La troisième et quatrième fois, je me suis retrouvé à deux jours d’intervalle
à côté de la maison communale de Kalamu. J’ai vécu ce jour-là, au mois de
décembre 2012, une véritable arnaque opérée par des agents de la police de
circulation routière. Une seule contravention était retenue : mauvais arrêt et mauvais stationnement.
Le montant à payer variait d’une personne à l’autre. La plupart des conducteurs
étaient noirs de colère avec l’ampleur du mensonge des agents dits qualifiés.
Au même mois de décembre 2012, mon chauffeur m’alerta que le
véhicule venait d’être saisi au commissariat de la police de
circulation routière sur le Boulevard du 30 Juin dans la commune de la Gombe.
Toujours et encore, une contravention à dormir débout.
On
m’amena auprès d’une dame, major de son état qui avait la charge du dossier.

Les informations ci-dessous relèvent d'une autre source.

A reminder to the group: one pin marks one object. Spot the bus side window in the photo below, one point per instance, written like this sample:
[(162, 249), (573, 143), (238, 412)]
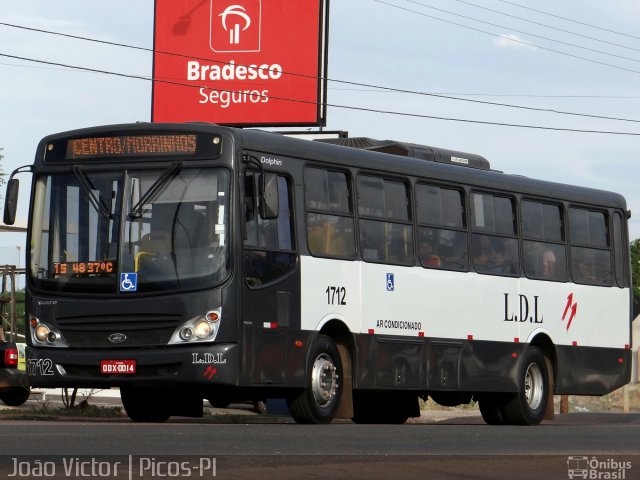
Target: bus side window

Mme l’agent, pourquoi avez-vous saisi mon véhicule ? « Bakonzi bazo zela 45.000 Fc pe naza na
explication yako pesa yo te », me balança-t-elle. A la place Moulaërt
dans la commune de Bandalungua au mois de mars 2013, un conducteur d’un bus 207
s’est vu interpeller par cinq agents de la police de circulation routière. En
observant la scène, c’était une véritable opération « commando » qu’ils avaient mené pour cette contravention. Ils
avaient tous sauté sur le véhicule. Je venais de réaliser que ces policiers
sortaient probablement d’une salle de cours d’apprentissage de la manière de
mener des opérations « commando ». Ils devraient coûte que coûte,
faute d’aller sur le champ de guerre, mettre en pratique la leçon apprise pour
ne pas l’oublier.
Sur
la route Kinshasa-Kikwit le 24 décembre 2013, jusqu’à un certain niveau, j’ai
pu compter au moins six barrières érigées par des éléments de la police de
circulation routière. Les conducteurs m’ont dit que c’est plus que ça. Les
conducteurs mettent en tout 100.000 Fc à distribuer pour chaque barrière. Les
tracasseries routières, sur l’ensemble du pays, sont une réalité et non une
fiction. Pour lutter contre cette tare de la deuxième République que nous
avions oubliée pendant tout le règne de Laurent-Désiré Kabila, les autorités
doivent mettre à contribution la Justice militaire pour traquer tous les
éléments qui se livrent à cette pratique et non à la police qui l’entretien.
Car, les loups ne se mangent pas entre eux.
Selon
le témoignage d’un taximan qui me conduisait du quartier Bon Marché (Barumbu)
jusqu’au Rond-point Victoire (Kalamu), les tracasseries policières sont plus
qu’une mine d’or dans la ville de Kinshasa. Il serait difficile de mettre un
terme à ce phénomène. Il se demandait s’il était difficile de mettre fin aux
tracasseries policières qu’au M23. Les autorités ne manifestent que des intentions
sans saisir le taureau par les cornes. Si le M23 était soutenu par des pays
voisins avec les puissances internationales, mais quels sont ces pays étrangers
qui soutiennent les éléments de la police de circulation routière qui donnent
du fils à retordre aux responsables gouvernementaux congolais ?
Apparemment, aucun responsable ne souhaite s’aventurer sur ce terrain trop
glissant pour ne pas laisser des plumes.